Several conifer species (Douglas-fir, western hemlock, noble fir, western white pine, and sugar pine) have been selected for genetically controlled characteristics such as growth rate, tree form and resistance to disease;
Test plantations have been established using progeny of the selected trees. Tree growth on these progeny test sites has been measured at regular intervals;
Seed orchards have been established using parent trees and are producing locally adapted seed for conifer species including Douglas-fir, western hemlock, noble fir, western red cedar, ponderosa pine, grand fir, and incense cedar;
Each year improved seed has been sown for replanting a portion of harvested forest acres;
Seed orchards are managed for seed production, including stimulation techniques to encourage cone production and removal of trees representing progeny that demonstrate slow growth in field tests or show undesirable characteristics (this practice is known as "roguing");
Second generation programs have been initiated in some breeding units with selection and breeding work underway; and
Facilities for cone and seed processing and greenhouses for growing custom tailored lots of many species have been established at the seed orchards.

Proposed Program Direction

The future forest genetics program will be more complex under ecosystem management than under the previous management plans. Improvement of growth and disease resistance will continue as important components of the forest genetics program. Gene conservation and gene resources management issues will receive more emphasis. Gene conservation refers to specific actions taken to conserve the genetic variation of species. The purpose is to maintain the range of natural genetic diversity within the species. Gene management refers to the integration of genetic principles into resource management actions.

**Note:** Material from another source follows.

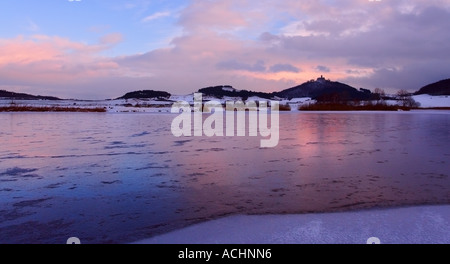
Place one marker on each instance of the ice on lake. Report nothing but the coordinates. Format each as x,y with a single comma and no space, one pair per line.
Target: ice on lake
117,178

The following is a summary of future direction for the forest genetics program:

progeny test sites will be maintained, measurements of growth and other characteristics will continue, and long-term management plans for the sites will be developed;
seed orchards will be maintained and managed to produce seed for ecosystem management projects;
improved stock will be planted on a portion of harvested acres;
tree improvement programs, which have emphasized cooperative efforts for operational programs and research studies with state, private, and other government agencies, will continue;
genetic expertise and genetically appropriate guidelines will be provided for development of ecosystem management projects; and
a forest genetics plan will be prepared, including strategies for gene conservation, maintenance of genetic diversity, and definition of monitoring baselines to quantify existing genetic variation within individual species.

Ecosystem management concepts have challenged the forest genetics program with more issues than were faced in previous forest management plans. The former tree improvement plan must be meshed with the additional needs defined by ecosystem management so that previous gains are maintained and future needs are addressed. Because policy and land use allocations are likely to change over time, a flexible, broad-based forest genetics program will be an essential tool to accomodate changing conditions.